Much of the literature in this area centres on the administration of contrast agents during angiography and not, for example, on perioperative abdominal computed tomography. We recommend that clinicians follow their institution’s protocol or in the absence of such a protocol ensure adequate intravascular volume using 0.9% sodium chloride solution.

Intraoperative management and haemodynamic optimisation

Renal protection during surgery relies primarily on maintaining adequate renal perfusion, which in turn relies on appropriate intravascular volume replacement and mean arterial pressure. The aim is to maintain a systemic arterial perfusion pressure that is appropriate for the patient (taking into account preoperative blood pressure and surgical requirements for relative hypotension). Aggressive fluid replacement alone may not overcome the hypotensive effects of anaesthesia in some patients and may in turn lead to postoperative complications. The management of blood pressure during anaesthesia is outside the scope of this article and will not be discussed here.

Unfortunately no intraoperative “magic bullets” exist that will consistently reduce the risk or severity of renal impairment. In particular, “renal dose” dopamine is of no benefit,26 and mannitol, although aiding diuresis and reducing compartment pressures in cases of rhabdomyolysis, is generally ineffective in a non-cardiac surgery setting.^w10 Early indications are that newer agents such as fenoldopam (a selective dopamine agonist) and atrial natriuretic peptide may help to prevent AKI in selected patient groups (such as those having cardiac surgery).27 28

Optimising intravascular volume and cardiac output may have a positive effect on perioperative renal function according to a recent meta-analysis in this area that identified 20 randomised controlled trials (most of which used pulmonary artery catheters) with sufficient data to determine renal outcomes.29 This analysis found that in high risk patients (those having emergency surgery; those with a higher revised cardiac risk index or a higher risk according to criteria of the American Society of Anesthesiologists; and those aged >60 years) optimisation of cardiac output or oxygen delivery resulted in a decreased risk of perioperative AKI both in the subgroup in which this was started preoperatively (odds ratio 0.70, 95% confidence interval 0.53 to 0.94; P=0.02) and in the combined subgroup in which it was started either intraoperatively or in the early postoperative phase (0.47, 0.27 to 0.81; P=0.006). Both normal and supranormal target achievement were effective in reducing AKI. No comment could be made on the impact on mortality because of heterogeneity.

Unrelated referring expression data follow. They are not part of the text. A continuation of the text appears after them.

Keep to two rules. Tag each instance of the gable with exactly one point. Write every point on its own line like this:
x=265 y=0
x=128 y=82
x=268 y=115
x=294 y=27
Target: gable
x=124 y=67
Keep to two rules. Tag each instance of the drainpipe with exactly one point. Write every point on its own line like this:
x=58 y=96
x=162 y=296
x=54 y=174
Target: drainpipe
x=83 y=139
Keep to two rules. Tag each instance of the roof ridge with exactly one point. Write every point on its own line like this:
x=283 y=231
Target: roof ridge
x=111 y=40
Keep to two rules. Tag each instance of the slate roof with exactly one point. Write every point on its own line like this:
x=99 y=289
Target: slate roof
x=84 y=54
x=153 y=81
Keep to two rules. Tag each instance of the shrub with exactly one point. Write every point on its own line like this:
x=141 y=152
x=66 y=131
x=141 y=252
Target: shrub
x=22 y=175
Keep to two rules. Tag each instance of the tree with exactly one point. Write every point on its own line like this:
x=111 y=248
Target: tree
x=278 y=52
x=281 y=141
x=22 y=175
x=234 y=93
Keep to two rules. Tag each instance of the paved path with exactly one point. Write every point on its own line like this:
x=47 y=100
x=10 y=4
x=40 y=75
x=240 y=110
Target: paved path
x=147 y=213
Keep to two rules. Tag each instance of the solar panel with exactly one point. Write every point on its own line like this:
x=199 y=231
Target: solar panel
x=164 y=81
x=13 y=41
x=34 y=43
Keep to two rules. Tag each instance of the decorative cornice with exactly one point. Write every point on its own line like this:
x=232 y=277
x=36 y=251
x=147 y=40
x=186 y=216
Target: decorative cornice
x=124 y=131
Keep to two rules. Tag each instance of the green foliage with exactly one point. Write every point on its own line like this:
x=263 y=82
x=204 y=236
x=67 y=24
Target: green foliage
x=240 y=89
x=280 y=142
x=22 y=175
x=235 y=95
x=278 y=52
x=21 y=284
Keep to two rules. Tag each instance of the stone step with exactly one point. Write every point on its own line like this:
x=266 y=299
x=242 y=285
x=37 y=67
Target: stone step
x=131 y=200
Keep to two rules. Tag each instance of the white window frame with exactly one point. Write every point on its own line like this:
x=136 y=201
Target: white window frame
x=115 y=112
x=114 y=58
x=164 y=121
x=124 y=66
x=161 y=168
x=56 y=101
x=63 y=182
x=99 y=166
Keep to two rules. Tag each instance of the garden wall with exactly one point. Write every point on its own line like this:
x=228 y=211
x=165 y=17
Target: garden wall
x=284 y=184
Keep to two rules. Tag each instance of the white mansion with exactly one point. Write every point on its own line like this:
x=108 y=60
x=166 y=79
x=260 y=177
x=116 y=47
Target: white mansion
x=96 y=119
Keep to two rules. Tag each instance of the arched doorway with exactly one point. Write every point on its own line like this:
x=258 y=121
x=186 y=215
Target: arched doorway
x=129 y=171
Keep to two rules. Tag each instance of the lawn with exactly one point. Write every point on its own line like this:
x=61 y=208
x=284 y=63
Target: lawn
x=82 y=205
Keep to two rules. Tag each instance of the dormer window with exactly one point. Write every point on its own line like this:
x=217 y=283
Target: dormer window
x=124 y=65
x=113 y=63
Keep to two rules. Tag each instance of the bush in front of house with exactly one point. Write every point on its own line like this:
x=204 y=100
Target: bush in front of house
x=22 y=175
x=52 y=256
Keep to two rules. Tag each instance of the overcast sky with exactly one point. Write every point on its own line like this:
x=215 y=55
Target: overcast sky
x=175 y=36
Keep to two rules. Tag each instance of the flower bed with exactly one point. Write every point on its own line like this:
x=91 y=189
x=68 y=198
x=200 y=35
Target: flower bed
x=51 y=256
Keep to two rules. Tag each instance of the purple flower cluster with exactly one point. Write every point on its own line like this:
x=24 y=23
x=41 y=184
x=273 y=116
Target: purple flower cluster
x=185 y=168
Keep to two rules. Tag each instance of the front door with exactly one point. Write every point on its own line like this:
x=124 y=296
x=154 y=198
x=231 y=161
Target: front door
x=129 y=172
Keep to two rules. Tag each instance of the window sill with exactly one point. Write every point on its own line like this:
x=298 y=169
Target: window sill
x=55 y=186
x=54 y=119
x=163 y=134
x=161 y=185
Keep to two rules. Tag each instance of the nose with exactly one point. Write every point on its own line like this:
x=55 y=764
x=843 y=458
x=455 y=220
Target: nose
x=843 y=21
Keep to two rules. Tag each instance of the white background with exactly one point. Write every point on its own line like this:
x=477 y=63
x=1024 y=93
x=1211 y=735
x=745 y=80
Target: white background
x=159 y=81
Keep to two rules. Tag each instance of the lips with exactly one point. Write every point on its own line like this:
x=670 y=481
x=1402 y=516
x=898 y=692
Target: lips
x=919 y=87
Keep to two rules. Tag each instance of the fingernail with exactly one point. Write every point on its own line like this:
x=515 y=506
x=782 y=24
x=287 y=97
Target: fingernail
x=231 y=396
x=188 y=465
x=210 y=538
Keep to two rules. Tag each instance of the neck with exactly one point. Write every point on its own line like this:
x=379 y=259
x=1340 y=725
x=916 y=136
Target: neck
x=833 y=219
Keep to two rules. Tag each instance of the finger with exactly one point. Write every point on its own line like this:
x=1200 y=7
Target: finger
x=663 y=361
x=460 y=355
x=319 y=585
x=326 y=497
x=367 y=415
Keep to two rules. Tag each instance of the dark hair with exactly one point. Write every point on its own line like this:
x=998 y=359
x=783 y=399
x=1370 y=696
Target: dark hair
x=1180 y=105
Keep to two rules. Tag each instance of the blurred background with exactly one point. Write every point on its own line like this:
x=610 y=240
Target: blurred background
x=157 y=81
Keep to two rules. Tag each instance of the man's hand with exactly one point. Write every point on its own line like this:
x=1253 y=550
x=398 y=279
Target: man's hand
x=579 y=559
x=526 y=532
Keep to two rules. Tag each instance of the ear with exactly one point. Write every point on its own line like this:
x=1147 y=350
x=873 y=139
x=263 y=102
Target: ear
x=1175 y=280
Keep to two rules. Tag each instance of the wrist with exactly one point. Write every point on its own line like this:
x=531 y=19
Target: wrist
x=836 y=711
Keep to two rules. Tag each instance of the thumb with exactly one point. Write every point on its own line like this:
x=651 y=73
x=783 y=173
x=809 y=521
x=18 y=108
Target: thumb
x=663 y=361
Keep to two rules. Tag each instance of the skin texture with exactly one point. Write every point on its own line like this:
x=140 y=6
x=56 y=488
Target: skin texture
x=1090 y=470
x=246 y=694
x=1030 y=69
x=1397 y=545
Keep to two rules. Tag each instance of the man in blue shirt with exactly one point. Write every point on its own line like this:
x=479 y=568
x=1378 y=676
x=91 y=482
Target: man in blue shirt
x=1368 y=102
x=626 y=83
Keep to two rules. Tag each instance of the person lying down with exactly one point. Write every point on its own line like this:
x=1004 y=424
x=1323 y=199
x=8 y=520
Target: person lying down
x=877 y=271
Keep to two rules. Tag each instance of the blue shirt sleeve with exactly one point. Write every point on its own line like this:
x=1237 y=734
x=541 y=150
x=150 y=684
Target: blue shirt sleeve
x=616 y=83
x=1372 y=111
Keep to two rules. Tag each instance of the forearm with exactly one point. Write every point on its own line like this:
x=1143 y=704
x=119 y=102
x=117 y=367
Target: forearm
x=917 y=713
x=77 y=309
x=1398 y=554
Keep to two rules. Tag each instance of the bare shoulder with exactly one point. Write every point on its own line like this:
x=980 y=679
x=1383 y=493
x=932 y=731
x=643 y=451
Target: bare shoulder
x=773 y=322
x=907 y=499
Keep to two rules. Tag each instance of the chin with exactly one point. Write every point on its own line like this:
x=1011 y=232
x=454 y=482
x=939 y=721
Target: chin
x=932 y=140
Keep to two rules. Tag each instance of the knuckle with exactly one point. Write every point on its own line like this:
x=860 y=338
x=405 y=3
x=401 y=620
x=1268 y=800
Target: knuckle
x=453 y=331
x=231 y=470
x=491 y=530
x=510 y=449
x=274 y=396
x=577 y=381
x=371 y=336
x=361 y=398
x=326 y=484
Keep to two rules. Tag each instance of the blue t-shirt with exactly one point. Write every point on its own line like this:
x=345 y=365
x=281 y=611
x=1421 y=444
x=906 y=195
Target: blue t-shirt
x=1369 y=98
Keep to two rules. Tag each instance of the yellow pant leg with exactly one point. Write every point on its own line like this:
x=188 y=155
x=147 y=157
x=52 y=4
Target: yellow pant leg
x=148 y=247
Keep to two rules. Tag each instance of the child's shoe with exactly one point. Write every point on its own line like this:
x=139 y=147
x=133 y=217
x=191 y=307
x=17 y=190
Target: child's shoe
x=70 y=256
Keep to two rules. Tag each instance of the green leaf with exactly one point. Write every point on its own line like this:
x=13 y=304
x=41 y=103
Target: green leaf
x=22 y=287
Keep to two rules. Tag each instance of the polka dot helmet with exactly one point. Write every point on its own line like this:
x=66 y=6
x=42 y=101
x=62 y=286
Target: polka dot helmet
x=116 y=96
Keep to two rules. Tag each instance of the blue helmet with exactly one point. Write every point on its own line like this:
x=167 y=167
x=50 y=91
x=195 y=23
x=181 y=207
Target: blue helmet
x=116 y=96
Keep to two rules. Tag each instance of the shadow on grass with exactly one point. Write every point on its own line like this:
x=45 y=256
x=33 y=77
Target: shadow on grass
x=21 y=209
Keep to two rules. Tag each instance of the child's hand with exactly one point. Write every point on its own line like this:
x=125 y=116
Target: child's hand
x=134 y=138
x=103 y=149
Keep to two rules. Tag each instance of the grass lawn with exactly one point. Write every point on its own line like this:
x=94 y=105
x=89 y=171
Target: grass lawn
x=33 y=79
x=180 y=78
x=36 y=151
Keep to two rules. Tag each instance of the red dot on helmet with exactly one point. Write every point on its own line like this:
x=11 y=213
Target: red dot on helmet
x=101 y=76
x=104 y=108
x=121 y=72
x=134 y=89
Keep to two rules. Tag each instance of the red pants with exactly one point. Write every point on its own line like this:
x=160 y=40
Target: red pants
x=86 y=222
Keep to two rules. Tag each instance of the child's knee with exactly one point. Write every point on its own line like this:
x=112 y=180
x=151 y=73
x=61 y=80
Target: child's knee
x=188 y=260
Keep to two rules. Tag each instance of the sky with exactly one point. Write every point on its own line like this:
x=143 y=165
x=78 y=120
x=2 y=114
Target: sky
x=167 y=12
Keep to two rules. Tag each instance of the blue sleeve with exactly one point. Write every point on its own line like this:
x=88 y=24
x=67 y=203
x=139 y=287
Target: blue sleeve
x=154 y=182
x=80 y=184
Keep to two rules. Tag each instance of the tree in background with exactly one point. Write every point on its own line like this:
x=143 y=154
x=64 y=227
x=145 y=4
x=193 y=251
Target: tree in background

Careful clinical examination

Conduct a careful clinical examination to search for the cause (consider prerenal, renal, and postrenal causes) and look specifically for renal obstruction by organising ultrasonography of renal tracts within 24 hours of identification of AKI.

Volume status

Assess the patient’s volume status—that is, have they had adequate preoperative and intraoperative fluid or are they overloaded?

Complications

Look for complications of AKI, which may be acid-base disturbances; electrolyte abnormalities, such as hyperkalaemia; uraemia; or volume overload. In volume replete oliguric patients consider reducing fluid intake to keep up with output, but remember an allowance for insensible losses. In patients with fluid overload, loop diuretics may have a limited role, but a decision to start diuretics should ideally be made after consultation with a nephrologist. Although loop diuretics may be helpful in responsive patients in preventing fluid overload, they will not prevent AKI and may cause tinnitus, and their use in high doses is associated with increased risk of death or non-recovery of renal function (this association may be related to increased severity of renal impairment and so resistance to the effects of the drugs).^w10

Minimise ongoing renal damage

Start taking therapeutic measures to minimise ongoing renal damage and promote recovery.